Quotations attributed to her through the years, meanwhile, suggest a lively intelligence and a savvy, off-hand and charming worldliness behind her seemingly soft facade:
“A man in love is incomplete until he is married. Then he is finished.”
“Macho does not prove mucho.”
“I have never hated a man enough to give his diamonds back.”
“Husbands are like fires.

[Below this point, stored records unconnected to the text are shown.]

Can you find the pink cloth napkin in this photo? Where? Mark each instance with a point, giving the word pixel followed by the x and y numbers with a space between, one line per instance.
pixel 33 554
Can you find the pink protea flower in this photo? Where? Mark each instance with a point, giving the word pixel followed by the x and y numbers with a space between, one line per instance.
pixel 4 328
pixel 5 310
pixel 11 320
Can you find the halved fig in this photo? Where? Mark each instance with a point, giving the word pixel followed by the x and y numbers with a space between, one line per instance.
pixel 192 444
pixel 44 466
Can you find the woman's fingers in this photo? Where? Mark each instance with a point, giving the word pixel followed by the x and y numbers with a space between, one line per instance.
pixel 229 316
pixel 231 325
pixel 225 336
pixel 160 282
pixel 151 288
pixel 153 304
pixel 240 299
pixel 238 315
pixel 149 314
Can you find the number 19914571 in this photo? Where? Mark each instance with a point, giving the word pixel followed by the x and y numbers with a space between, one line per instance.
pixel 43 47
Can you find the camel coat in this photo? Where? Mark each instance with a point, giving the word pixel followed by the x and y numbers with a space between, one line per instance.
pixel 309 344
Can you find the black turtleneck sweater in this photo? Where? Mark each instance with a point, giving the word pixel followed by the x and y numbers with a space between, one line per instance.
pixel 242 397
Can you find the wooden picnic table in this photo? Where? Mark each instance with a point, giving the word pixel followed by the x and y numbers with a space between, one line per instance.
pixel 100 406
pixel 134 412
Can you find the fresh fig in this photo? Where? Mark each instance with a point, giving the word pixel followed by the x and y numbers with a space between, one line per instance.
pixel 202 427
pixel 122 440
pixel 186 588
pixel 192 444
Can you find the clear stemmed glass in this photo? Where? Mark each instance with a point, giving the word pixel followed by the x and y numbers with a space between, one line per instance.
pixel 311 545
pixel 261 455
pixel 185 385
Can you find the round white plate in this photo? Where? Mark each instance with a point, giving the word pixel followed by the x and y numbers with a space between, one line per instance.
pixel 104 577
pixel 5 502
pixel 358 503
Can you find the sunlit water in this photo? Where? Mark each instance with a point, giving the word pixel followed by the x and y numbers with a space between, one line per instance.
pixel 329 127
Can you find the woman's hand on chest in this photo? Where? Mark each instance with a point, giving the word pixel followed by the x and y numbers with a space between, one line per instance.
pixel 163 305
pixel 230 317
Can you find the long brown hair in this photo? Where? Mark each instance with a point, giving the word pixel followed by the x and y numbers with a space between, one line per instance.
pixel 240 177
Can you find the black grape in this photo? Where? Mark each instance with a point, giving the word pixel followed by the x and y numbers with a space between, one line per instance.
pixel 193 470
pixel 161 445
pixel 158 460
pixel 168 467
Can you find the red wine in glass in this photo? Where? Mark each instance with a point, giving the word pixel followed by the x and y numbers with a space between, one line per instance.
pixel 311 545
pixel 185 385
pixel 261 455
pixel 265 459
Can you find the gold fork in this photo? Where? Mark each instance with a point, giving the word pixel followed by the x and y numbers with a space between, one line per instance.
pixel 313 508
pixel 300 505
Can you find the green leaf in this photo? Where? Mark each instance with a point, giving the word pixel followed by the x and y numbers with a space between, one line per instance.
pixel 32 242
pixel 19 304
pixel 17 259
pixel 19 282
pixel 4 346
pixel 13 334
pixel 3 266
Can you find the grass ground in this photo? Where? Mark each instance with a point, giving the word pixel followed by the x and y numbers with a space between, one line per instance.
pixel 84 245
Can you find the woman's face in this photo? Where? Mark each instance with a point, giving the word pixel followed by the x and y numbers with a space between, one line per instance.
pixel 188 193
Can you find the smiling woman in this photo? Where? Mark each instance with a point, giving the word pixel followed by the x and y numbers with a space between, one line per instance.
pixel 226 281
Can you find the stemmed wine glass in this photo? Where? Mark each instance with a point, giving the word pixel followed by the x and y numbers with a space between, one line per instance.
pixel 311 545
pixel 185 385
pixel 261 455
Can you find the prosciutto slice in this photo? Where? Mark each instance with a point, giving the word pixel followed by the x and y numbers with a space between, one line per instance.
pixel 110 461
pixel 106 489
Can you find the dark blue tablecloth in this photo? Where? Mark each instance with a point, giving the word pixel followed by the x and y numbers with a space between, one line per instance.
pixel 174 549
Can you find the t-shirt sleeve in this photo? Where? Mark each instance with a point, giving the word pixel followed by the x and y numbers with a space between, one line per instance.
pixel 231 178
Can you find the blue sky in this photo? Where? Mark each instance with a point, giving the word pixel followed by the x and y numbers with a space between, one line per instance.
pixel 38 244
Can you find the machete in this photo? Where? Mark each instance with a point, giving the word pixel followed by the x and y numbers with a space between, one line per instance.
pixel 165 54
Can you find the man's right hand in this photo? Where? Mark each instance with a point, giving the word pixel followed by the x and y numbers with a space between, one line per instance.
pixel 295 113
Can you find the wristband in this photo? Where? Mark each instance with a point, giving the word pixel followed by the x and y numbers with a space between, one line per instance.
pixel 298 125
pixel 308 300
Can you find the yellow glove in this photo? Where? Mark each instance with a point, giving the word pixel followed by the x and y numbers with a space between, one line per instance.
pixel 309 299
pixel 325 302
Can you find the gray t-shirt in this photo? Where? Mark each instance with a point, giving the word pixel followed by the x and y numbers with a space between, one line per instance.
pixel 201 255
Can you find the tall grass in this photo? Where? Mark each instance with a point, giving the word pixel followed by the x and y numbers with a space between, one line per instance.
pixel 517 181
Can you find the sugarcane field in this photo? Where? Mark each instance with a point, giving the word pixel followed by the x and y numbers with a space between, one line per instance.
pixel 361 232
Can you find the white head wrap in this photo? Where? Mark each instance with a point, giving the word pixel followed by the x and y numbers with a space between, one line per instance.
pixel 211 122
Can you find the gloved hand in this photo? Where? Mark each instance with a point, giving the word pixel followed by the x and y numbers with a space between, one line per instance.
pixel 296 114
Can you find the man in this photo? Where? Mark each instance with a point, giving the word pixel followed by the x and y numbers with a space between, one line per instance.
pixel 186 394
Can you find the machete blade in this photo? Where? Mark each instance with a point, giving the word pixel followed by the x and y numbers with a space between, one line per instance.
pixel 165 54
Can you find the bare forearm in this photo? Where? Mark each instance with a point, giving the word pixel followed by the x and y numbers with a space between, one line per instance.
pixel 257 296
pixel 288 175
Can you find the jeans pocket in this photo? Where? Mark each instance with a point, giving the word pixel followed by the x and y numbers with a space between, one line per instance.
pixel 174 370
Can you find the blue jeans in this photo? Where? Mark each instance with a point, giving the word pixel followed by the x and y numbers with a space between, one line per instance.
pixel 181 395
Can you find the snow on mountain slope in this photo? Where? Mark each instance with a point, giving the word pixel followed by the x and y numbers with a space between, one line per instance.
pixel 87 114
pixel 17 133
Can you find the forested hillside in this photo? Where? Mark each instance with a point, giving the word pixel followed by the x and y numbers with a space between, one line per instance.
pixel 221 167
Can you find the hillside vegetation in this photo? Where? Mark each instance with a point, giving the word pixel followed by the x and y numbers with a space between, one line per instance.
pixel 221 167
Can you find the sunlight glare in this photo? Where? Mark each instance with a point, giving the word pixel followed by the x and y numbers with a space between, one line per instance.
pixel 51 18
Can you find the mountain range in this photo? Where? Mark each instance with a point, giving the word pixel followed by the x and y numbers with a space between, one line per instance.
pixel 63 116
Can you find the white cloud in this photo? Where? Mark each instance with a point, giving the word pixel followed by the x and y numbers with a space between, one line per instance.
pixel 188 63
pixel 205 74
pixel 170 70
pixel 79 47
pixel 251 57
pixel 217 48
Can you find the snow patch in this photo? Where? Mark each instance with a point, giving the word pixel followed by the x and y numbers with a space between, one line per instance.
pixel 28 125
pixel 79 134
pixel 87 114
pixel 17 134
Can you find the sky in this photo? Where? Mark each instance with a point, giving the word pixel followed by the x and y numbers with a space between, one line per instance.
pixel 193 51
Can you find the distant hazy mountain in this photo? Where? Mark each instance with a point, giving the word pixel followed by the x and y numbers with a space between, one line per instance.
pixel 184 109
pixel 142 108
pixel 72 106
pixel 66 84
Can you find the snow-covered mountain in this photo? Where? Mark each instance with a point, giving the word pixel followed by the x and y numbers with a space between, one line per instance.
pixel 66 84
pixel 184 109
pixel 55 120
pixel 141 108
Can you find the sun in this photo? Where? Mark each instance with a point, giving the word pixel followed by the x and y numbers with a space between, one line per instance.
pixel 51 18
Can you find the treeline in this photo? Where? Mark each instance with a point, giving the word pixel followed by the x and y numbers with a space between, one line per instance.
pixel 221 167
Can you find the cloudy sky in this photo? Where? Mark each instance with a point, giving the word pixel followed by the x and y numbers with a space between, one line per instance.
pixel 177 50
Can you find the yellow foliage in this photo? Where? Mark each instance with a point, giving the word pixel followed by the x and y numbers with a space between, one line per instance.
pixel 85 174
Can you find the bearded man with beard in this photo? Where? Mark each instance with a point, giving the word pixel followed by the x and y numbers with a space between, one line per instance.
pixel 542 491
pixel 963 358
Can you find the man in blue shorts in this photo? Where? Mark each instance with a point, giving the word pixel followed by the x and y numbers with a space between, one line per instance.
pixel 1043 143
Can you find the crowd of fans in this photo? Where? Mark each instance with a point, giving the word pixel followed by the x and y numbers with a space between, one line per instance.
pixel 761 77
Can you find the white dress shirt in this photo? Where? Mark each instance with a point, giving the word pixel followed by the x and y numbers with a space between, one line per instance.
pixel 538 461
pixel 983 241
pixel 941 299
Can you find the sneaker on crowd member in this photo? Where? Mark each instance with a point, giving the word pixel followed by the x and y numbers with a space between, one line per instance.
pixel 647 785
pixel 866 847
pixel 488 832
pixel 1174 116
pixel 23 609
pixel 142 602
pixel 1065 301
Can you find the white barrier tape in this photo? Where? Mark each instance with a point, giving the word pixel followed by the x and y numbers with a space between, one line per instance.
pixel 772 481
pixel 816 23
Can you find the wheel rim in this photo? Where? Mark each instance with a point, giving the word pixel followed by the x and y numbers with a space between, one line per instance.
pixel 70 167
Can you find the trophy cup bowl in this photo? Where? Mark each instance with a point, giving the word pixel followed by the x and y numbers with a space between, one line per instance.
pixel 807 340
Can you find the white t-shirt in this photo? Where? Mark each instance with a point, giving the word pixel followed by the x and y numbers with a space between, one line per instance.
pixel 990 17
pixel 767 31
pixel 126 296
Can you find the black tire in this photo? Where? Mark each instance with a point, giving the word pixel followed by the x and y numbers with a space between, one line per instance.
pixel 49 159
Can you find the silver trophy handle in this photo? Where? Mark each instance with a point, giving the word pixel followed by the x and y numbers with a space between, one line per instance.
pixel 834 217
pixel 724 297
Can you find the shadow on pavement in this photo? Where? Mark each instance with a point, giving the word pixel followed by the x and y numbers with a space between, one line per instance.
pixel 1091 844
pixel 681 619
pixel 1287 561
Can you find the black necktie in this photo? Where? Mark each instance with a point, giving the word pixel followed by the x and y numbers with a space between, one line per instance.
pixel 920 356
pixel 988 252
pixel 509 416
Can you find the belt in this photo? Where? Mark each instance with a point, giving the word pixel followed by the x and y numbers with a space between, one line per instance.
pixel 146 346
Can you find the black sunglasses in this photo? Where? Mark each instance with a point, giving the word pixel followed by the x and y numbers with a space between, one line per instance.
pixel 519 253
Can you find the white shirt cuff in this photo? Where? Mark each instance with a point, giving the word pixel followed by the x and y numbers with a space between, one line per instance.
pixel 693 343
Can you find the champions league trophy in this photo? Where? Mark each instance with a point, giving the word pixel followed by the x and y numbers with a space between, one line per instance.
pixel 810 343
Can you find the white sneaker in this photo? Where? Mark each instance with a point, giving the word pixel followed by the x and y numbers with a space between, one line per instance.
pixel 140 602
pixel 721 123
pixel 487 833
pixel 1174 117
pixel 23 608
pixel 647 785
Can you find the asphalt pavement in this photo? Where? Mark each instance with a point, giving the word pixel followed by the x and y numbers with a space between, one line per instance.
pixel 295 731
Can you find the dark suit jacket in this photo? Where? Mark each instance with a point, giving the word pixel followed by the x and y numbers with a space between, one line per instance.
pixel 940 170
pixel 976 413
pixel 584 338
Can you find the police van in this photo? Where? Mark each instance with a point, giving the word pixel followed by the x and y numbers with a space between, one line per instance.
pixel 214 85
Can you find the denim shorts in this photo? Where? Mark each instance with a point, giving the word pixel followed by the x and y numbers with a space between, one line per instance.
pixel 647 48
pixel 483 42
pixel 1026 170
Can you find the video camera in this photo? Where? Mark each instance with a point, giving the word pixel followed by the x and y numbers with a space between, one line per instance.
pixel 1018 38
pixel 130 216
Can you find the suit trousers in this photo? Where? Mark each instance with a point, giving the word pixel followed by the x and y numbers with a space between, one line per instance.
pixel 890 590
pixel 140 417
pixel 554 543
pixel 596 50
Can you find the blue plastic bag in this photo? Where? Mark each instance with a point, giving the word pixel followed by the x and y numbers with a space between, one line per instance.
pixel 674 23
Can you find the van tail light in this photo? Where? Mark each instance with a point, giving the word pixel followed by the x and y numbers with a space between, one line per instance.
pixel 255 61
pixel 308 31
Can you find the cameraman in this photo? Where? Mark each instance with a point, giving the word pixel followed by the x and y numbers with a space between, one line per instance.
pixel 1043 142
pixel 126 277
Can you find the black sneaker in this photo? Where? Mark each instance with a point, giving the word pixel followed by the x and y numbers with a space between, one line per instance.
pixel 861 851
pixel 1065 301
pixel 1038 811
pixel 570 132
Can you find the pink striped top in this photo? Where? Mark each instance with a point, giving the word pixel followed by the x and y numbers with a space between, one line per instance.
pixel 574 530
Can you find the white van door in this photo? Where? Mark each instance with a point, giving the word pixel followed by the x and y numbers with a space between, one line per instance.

They go out if unattended.”
“To a smart girl men are no problem. They’re the answer.”
Time, alas, was not kind to Gabor. Late in her life, she suffered strokes, was confined to a wheelchair and had her right leg amputated above the knee to combat an aggressive infection. Her obituary was written and prepped — and then shelved — several times in the past few years by media outlets, as she fought on against mounting odds, diminished but far from forgotten.
Here, LIFE.com recalls the younger Zsa Zsa with a series of photos — many of which never ran in LIFE — from 1951, when she was barely known outside of California, but was quickly becoming as famous as her sister, Eva (who, incidentally, only married five times).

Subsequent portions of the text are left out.